Sheikh Ahmed’s visit is the first by a senior Gulf official to Beirut since an unprecedented diplomatic row between Lebanon and Saudi Arabia and its neighbors erupted in October.

The crisis was sparked by televised remarks by Lebanese Information Minister George Kordahi in which he called the war in Yemen futile and an assault on the Saudi-led coalition.

Following Kordahi’s comments, the kingdom recalled its ambassador from Beirut and banned all Lebanese imports, affecting hundreds of businesses and cutting off hundreds of millions of foreign currency from Lebanon. Several Arab countries have followed in Saudi Arabia’s footsteps.

Kordahi, who made his comments before taking office, resigned in December but the move did not lead to an improvement in relations between the two sides.

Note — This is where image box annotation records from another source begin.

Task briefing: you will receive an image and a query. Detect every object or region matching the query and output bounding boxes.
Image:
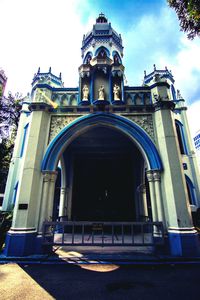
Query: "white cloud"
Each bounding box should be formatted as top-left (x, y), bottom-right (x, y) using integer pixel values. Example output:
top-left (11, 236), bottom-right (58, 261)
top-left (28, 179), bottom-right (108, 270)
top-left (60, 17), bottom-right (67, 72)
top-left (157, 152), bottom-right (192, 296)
top-left (0, 0), bottom-right (90, 93)
top-left (0, 0), bottom-right (200, 137)
top-left (187, 102), bottom-right (200, 137)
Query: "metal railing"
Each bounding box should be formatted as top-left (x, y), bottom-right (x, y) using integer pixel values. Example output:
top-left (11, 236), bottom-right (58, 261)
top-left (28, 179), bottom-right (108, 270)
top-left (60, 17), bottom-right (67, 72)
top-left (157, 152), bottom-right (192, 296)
top-left (42, 221), bottom-right (164, 246)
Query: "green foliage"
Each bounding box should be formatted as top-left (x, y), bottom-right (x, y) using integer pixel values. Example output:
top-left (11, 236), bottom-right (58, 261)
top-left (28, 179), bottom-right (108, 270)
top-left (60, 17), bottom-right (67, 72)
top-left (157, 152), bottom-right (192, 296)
top-left (168, 0), bottom-right (200, 39)
top-left (0, 93), bottom-right (23, 193)
top-left (0, 211), bottom-right (13, 251)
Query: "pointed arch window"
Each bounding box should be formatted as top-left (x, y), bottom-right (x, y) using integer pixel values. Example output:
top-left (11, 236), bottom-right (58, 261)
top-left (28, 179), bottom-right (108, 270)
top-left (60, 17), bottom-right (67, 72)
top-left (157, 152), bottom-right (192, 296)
top-left (175, 120), bottom-right (188, 154)
top-left (171, 84), bottom-right (176, 100)
top-left (20, 123), bottom-right (29, 157)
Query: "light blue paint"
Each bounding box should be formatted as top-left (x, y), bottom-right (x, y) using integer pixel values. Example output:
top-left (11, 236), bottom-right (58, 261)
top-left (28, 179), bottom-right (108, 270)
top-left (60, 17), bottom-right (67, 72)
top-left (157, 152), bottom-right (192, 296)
top-left (94, 46), bottom-right (110, 57)
top-left (20, 123), bottom-right (29, 157)
top-left (12, 181), bottom-right (19, 206)
top-left (41, 112), bottom-right (163, 171)
top-left (185, 174), bottom-right (197, 205)
top-left (175, 120), bottom-right (188, 155)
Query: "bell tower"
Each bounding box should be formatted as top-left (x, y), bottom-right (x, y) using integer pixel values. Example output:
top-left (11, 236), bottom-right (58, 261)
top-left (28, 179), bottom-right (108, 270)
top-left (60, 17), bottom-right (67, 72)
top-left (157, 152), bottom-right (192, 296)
top-left (79, 13), bottom-right (124, 105)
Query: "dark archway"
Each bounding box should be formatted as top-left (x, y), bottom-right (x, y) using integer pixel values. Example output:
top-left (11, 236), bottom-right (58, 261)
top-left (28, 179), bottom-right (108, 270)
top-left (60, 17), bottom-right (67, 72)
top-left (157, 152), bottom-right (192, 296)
top-left (63, 126), bottom-right (145, 221)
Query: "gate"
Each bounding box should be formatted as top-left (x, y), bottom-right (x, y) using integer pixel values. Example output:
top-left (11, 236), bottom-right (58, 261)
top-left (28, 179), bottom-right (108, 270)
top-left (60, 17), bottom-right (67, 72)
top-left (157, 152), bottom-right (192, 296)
top-left (42, 221), bottom-right (164, 246)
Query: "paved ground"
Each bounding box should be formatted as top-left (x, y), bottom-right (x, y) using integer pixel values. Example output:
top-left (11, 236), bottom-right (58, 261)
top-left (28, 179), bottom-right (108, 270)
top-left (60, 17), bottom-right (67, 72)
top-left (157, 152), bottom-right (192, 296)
top-left (0, 261), bottom-right (200, 300)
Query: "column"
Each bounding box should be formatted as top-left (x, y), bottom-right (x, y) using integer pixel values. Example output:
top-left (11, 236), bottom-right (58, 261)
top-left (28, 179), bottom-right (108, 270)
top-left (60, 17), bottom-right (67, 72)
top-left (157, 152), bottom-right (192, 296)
top-left (140, 184), bottom-right (148, 217)
top-left (39, 173), bottom-right (51, 232)
top-left (46, 171), bottom-right (57, 221)
top-left (146, 170), bottom-right (158, 222)
top-left (59, 187), bottom-right (66, 217)
top-left (153, 170), bottom-right (164, 222)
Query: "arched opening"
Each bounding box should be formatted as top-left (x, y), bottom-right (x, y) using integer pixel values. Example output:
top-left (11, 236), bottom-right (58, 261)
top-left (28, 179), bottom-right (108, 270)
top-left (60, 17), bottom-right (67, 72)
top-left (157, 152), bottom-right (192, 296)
top-left (63, 126), bottom-right (147, 221)
top-left (175, 120), bottom-right (187, 154)
top-left (41, 112), bottom-right (162, 222)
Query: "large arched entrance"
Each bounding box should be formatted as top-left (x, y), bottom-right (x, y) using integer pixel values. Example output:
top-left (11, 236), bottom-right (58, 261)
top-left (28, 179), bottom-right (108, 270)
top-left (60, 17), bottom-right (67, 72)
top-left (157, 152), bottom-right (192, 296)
top-left (40, 112), bottom-right (163, 245)
top-left (63, 126), bottom-right (145, 221)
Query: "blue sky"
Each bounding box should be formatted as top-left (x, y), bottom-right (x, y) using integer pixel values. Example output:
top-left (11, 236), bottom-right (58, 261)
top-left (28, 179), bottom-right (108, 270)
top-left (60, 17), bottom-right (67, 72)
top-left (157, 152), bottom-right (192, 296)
top-left (0, 0), bottom-right (200, 132)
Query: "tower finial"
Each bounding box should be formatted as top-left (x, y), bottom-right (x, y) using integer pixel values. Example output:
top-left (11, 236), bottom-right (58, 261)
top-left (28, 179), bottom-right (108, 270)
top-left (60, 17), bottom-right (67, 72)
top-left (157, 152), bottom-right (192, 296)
top-left (96, 12), bottom-right (108, 23)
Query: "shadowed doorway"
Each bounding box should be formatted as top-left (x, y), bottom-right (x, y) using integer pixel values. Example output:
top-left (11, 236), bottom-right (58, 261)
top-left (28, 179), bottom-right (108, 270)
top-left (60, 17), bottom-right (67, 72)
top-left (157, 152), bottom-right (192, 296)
top-left (65, 127), bottom-right (144, 221)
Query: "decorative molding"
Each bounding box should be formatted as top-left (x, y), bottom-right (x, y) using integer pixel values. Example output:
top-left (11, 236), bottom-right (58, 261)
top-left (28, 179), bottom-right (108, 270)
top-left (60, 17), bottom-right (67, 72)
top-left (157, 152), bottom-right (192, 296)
top-left (49, 115), bottom-right (82, 142)
top-left (122, 114), bottom-right (155, 141)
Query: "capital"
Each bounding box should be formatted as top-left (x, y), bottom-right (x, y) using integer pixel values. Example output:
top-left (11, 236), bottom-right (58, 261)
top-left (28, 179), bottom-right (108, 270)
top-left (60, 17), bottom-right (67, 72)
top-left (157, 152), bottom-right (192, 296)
top-left (153, 170), bottom-right (161, 181)
top-left (146, 170), bottom-right (154, 182)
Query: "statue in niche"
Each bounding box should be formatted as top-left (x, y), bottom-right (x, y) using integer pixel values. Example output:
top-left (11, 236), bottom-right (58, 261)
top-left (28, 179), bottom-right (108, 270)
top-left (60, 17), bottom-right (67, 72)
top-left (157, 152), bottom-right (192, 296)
top-left (113, 84), bottom-right (120, 100)
top-left (98, 85), bottom-right (104, 100)
top-left (82, 84), bottom-right (89, 101)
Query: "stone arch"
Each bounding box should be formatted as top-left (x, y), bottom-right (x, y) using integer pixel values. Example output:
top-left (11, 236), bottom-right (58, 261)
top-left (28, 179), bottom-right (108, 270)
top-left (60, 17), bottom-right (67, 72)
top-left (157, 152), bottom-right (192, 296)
top-left (95, 46), bottom-right (110, 58)
top-left (83, 51), bottom-right (93, 64)
top-left (41, 112), bottom-right (162, 172)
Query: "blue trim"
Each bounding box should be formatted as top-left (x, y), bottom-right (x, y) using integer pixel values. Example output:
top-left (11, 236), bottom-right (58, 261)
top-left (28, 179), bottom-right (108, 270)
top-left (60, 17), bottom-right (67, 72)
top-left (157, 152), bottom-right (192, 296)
top-left (94, 46), bottom-right (110, 57)
top-left (12, 181), bottom-right (19, 205)
top-left (112, 50), bottom-right (122, 64)
top-left (171, 84), bottom-right (176, 101)
top-left (20, 123), bottom-right (29, 157)
top-left (168, 231), bottom-right (200, 257)
top-left (175, 120), bottom-right (188, 155)
top-left (185, 174), bottom-right (197, 205)
top-left (3, 232), bottom-right (44, 257)
top-left (41, 112), bottom-right (163, 171)
top-left (83, 51), bottom-right (93, 64)
top-left (109, 72), bottom-right (113, 103)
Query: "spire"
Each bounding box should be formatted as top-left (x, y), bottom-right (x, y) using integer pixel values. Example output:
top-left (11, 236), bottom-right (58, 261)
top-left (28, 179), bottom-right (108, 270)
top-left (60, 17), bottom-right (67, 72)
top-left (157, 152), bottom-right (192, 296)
top-left (96, 13), bottom-right (108, 23)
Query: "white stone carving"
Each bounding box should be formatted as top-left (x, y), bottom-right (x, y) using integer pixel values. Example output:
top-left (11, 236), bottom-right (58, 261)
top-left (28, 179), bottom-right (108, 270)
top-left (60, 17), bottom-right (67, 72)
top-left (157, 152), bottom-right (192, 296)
top-left (49, 115), bottom-right (81, 142)
top-left (123, 115), bottom-right (155, 141)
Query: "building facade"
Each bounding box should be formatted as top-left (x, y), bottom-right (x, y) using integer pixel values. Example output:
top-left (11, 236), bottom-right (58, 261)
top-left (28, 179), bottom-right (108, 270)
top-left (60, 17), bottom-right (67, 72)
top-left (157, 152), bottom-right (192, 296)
top-left (3, 14), bottom-right (200, 256)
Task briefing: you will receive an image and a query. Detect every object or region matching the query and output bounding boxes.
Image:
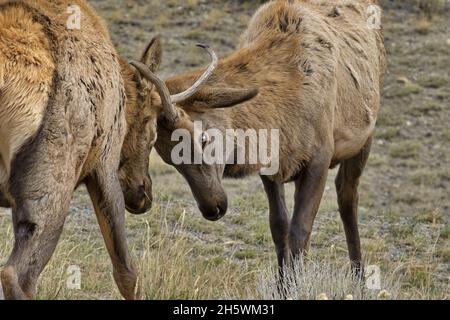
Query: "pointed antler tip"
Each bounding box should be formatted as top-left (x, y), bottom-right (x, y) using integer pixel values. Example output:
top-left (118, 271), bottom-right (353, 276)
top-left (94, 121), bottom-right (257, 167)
top-left (197, 43), bottom-right (209, 49)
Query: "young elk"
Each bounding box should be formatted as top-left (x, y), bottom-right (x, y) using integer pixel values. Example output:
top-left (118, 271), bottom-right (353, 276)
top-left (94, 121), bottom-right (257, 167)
top-left (0, 0), bottom-right (215, 299)
top-left (133, 0), bottom-right (385, 274)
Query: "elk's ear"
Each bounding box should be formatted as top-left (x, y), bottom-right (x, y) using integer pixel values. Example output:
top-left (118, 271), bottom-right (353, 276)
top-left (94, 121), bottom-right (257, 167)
top-left (186, 87), bottom-right (259, 109)
top-left (141, 36), bottom-right (162, 72)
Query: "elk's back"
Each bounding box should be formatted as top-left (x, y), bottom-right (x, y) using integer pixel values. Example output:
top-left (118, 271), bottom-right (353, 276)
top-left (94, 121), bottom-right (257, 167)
top-left (0, 7), bottom-right (55, 184)
top-left (0, 0), bottom-right (126, 186)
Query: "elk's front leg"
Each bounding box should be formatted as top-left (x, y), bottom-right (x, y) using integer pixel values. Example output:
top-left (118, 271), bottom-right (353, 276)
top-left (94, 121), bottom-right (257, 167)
top-left (261, 176), bottom-right (289, 275)
top-left (86, 170), bottom-right (140, 300)
top-left (289, 155), bottom-right (331, 258)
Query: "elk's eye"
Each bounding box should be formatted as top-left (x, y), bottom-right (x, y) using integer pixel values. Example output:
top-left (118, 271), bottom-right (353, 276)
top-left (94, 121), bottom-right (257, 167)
top-left (202, 132), bottom-right (210, 148)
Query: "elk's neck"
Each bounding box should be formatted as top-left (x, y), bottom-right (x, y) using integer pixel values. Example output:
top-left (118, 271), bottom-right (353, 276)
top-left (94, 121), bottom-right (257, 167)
top-left (167, 37), bottom-right (300, 129)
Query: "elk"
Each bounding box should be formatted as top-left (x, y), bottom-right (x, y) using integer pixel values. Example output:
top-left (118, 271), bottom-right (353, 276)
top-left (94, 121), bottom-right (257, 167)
top-left (133, 0), bottom-right (386, 275)
top-left (0, 0), bottom-right (218, 299)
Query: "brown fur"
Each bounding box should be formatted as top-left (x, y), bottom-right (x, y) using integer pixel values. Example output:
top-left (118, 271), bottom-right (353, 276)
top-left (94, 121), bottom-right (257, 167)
top-left (156, 0), bottom-right (386, 276)
top-left (0, 0), bottom-right (160, 299)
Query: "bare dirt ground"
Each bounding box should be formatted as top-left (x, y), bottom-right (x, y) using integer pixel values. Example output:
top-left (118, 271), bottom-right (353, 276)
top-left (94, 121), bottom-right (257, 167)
top-left (0, 0), bottom-right (450, 299)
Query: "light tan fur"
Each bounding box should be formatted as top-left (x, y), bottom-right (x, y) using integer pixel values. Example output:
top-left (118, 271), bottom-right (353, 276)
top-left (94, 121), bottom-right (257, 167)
top-left (0, 8), bottom-right (55, 186)
top-left (0, 0), bottom-right (161, 299)
top-left (152, 0), bottom-right (386, 274)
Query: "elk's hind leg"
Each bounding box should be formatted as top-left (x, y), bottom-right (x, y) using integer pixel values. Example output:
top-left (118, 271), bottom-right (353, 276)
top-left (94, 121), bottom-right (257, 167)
top-left (1, 144), bottom-right (76, 299)
top-left (289, 152), bottom-right (331, 258)
top-left (261, 176), bottom-right (289, 275)
top-left (336, 138), bottom-right (372, 277)
top-left (86, 169), bottom-right (140, 300)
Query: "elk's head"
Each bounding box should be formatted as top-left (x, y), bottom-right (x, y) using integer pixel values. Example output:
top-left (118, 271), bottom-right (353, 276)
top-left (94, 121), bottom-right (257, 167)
top-left (133, 45), bottom-right (258, 221)
top-left (119, 37), bottom-right (161, 214)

The crisis goes deeper than Kordahi’s comments aired in late October. It is rooted in Saudi Arabia’s unease with Iran’s growing influence in the region, including in Lebanon, once a traditional Saudi ally and recipient of financial aid from the oil-rich kingdom.

Sheikh Ahmed told reporters after meeting Miqati that his visit to Beirut was part of international efforts for confidence-building measures with Lebanon.

He added that such confidence-building measures do not happen “overnight, but should be the result of tangible measures felt by all parties.” He added that on this basis “things will move forward”.

The Kuwaiti official said he handed over the demands to Miqati and his Lebanese counterpart Bou Habib and “now the brothers in Lebanon should study them and know how to handle these issues and move forward.” He declined to specify what the demands are.

In the weeks following Kordahi’s resignation, tensions between Hezbollah and Saudi Arabia continued to mount.

At the end of December, King Salman of Saudi Arabia called on the Lebanese in a speech “to put an end to the control of the terrorist Hezbollah” over Lebanon.

In early January, Hezbollah leader Sayyed Hassan Nasrallah launched a verbal attack on the kingdom, accusing Riyadh of spreading hardline Islamic ideology.

A few days later, several Saudi Shia opposition figures held a conference at a Hezbollah stronghold on the outskirts of Beirut during which they criticized the kingdom.

Sheikh Ahmed said that for the initiative to succeed, there should be no interference in the internal affairs of Arab countries in general, and in particular the Gulf states. Lebanon must “not be used as a springboard for oral or active aggression against a country”, he added.

Miqati’s office said the prime minister told the Kuwaiti guest that Beirut wants excellent relations with all Gulf states.